2024-07-08 コロンビア大学
<関連情報>
- A Memory Center Linked to Smell In Insects Also Opens a Window Into Their Sight | Columbia | Zuckerman Institute
- Diversity of visual inputs to Kenyon cells of the Drosophila mushroom body | Nature Communications
ショウジョウバエきのこ体のケニオン細胞への視覚入力の多様性 Diversity of visual inputs to Kenyon cells of the Drosophila mushroom body
Ishani Ganguly,Emily L. Heckman,Ashok Litwin-Kumar,E. Josephine Clowney & Rudy Behnia
Nature Communications Published:07 July 2024
DOI:https://doi.org/10.1038/s41467-024-49616-z
Abstract
The arthropod mushroom body is well-studied as an expansion layer representing olfactory stimuli and linking them to contingent events.

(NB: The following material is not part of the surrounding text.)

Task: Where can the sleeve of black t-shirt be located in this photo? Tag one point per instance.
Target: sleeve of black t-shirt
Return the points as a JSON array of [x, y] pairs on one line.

However, 8% of mushroom body Kenyon cells in Drosophila melanogaster receive predominantly visual input, and their function remains unclear. Here, we identify inputs to visual Kenyon cells using the FlyWire adult whole-brain connectome. Input repertoires are similar across hemispheres and connectomes with certain inputs highly overrepresented. Many visual neurons presynaptic to Kenyon cells have large receptive fields, while interneuron inputs receive spatially restricted signals that may be tuned to specific visual features. Individual visual Kenyon cells randomly sample sparse inputs from combinations of visual channels, including multiple optic lobe neuropils. These connectivity patterns suggest that visual coding in the mushroom body, like olfactory coding, is sparse, distributed, and combinatorial. However, the specific input repertoire to the smaller population of visual Kenyon cells suggests a constrained encoding of visual stimuli.